# Qualitative Analysis of Critical and Predicted Critical Reports


### Key Questions
#### What kind of reports are being labeled critical?
#### What kind of reports are generating False Negatives?
#### What kind of reports are generating False Positives?

In [20]:
import numpy as np
import pandas as pd


In [22]:
df = pd.read_csv("critical_titles.csv")
print df.info()

<class 'pandas.core.frame.DataFrame'>
RangeIndex: 4437 entries, 0 to 4436
Data columns (total 4 columns):
Unnamed: 0    4437 non-null int64
title         4437 non-null object
critical      4437 non-null float64
predicted     4437 non-null int64
dtypes: float64(1), int64(2), object(1)
memory usage: 138.7+ KB
None


### What's being labeled critical?


In [23]:
crit_df = df[df["critical"] == 1]
for title in crit_df["title"].sample(30).values:
    print "- " + title

- Escape from hell: Residents flee Aleppo as UN reports civilian slaughter
- Executions reported as Aleppo battle nears end
- 2 Brothers Arrested in Germany Are Accused of Planning an Attack
- The Latest: Malta TV: Hijackers threaten to blow up plane
- President launches 30 new Navy vessels
- Obama: President without briefings 'flying blind'
- Hundreds protest Aleppo massacre in London, New York
- Militants Lose Control in Aleppo, Seize 2% Only
- The Latest: Russia says 1,000 evacuated from Syria's Aleppo
- Car bomb kills 13 Turkish commandos, army says
- Evacuation of rebel Aleppo enters second day
- Border Patrol officers discover $3.25M worth of weed in shipment of strawberry jam
- Residents board buses in eastern Aleppo as evacuation begins
- Slovakia to Send Humanitarian Aid for Aleppo Residents on Wednesday
- Protesters gather against atrocity as battle for Aleppo ends
- Donald Trump will be BLAMED if the US is hit by terror attack, former CIA chief claims
- Kerry says US is work

Events that are particularly severe or events that have global or near-global impact seem to be those labeled critical. This makes sense, as these are the types of events that draw considerable media attention. However, there do seem to be some that only correlate to subsequent anomalies through chance, and that not all of these reports have a causative impact on subsequent anomalously high reporting.

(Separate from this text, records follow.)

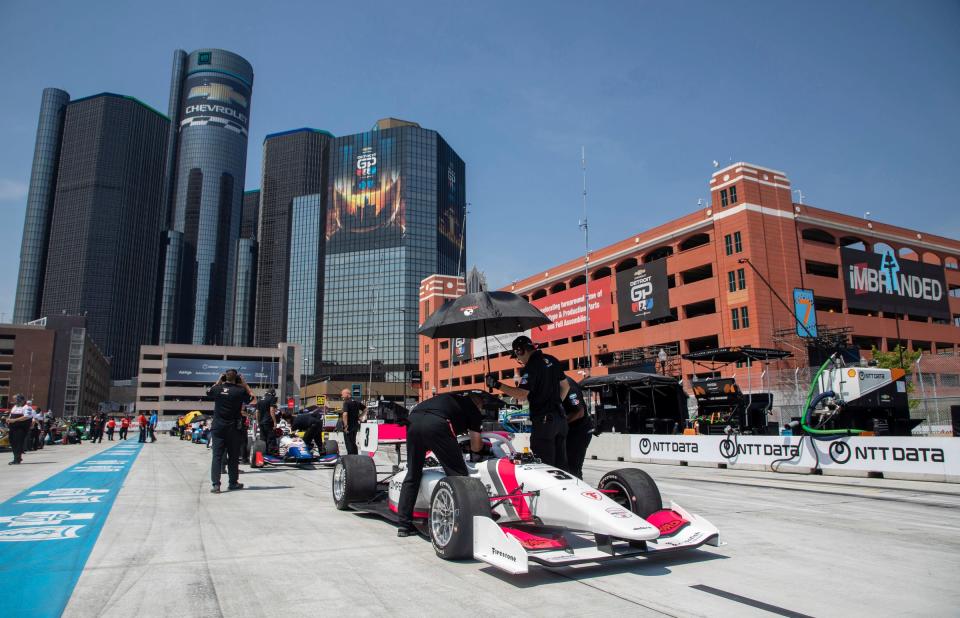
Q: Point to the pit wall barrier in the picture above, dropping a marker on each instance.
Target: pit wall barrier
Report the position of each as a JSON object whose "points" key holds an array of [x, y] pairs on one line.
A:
{"points": [[907, 458]]}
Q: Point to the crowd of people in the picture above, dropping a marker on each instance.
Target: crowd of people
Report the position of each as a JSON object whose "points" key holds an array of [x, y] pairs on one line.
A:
{"points": [[29, 428]]}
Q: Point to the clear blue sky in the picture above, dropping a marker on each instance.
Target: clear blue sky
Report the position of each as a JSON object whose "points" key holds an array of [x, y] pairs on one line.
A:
{"points": [[857, 101]]}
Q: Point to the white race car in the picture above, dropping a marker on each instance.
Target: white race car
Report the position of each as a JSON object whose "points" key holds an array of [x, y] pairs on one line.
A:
{"points": [[512, 510]]}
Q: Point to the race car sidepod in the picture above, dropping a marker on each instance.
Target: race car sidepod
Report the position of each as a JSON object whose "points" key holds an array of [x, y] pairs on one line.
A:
{"points": [[512, 549]]}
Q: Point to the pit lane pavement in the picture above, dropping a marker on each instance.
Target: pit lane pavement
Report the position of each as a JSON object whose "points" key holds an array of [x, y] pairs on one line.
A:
{"points": [[794, 546]]}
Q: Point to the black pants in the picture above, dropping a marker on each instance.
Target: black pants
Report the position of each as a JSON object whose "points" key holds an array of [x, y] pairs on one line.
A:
{"points": [[548, 440], [314, 434], [427, 432], [226, 440], [18, 439], [578, 439], [350, 438]]}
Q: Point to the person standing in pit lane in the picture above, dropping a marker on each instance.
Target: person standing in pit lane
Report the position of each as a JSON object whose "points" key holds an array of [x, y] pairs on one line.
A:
{"points": [[267, 420], [579, 428], [19, 421], [543, 384], [350, 417], [434, 426], [229, 395]]}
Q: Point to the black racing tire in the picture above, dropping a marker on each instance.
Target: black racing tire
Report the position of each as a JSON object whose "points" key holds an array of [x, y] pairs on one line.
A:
{"points": [[454, 503], [354, 480], [259, 446], [635, 490]]}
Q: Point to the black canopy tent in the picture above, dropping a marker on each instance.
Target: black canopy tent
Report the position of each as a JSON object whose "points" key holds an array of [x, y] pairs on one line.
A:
{"points": [[720, 402], [634, 402]]}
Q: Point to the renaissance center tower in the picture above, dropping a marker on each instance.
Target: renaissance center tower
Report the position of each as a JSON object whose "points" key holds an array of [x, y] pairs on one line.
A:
{"points": [[209, 108]]}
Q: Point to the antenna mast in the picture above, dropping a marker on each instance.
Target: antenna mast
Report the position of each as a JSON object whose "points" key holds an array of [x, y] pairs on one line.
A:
{"points": [[586, 261]]}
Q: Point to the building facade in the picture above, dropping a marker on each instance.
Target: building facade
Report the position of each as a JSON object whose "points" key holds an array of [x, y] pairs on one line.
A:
{"points": [[210, 108], [725, 276], [294, 165], [106, 223], [43, 185], [395, 215], [54, 362], [174, 378]]}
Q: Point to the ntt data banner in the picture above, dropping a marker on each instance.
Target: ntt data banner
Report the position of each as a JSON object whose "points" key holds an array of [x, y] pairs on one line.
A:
{"points": [[567, 311], [937, 456], [879, 281]]}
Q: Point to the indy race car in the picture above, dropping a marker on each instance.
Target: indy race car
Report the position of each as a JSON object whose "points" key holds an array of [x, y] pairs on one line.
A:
{"points": [[292, 451], [512, 510]]}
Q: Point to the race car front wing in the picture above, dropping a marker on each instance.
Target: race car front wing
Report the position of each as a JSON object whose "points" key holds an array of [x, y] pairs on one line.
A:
{"points": [[491, 544]]}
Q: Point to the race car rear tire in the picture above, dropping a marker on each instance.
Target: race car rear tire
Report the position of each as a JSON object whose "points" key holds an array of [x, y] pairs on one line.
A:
{"points": [[260, 447], [635, 490], [354, 480], [454, 503]]}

### What's generating False Negatives?

In [24]:
fn_df = df[ (df["critical"] == 1) & (df["predicted"] == 0) ]
print "{} false negatives in total".format(len(fn_df))
print ""
for title in fn_df["title"].sample(30).values:
    print "- " + title

844 false negatives in total

- Woman dies after found shot in head on I-55
- Tsunami alert after 7.9-magnitude PNG quake: USGS/PTWC
- Malta flight hijackers leave the plane along with the crew as airport drama ends peacefully
- Germany: 12 Killed After Truck Plows Through Christmas Market
- US, UK coordinate Saudi attacks in Yemen: Analyst
- Thirteen Turkish soldiers killed, 48 wounded in car bomb attack
- Jihadis 'hiding in plain sight' among migrants, says Armed Forces chief: Sir Stuart Peach also warns terrorists are 'popping up all over the world' as propaganda spreads on ...
- Third Alleged Hacker Arrested in Chase Breach
- The Polish driver whose truck was used in Berlin attack was last heard from 4 hours before the massacre
- The Latest: Tanker skids off highway, explodes in Baltimore
- Police raid multiple properties across Melbourne - with police refusing to comment for 'due to ...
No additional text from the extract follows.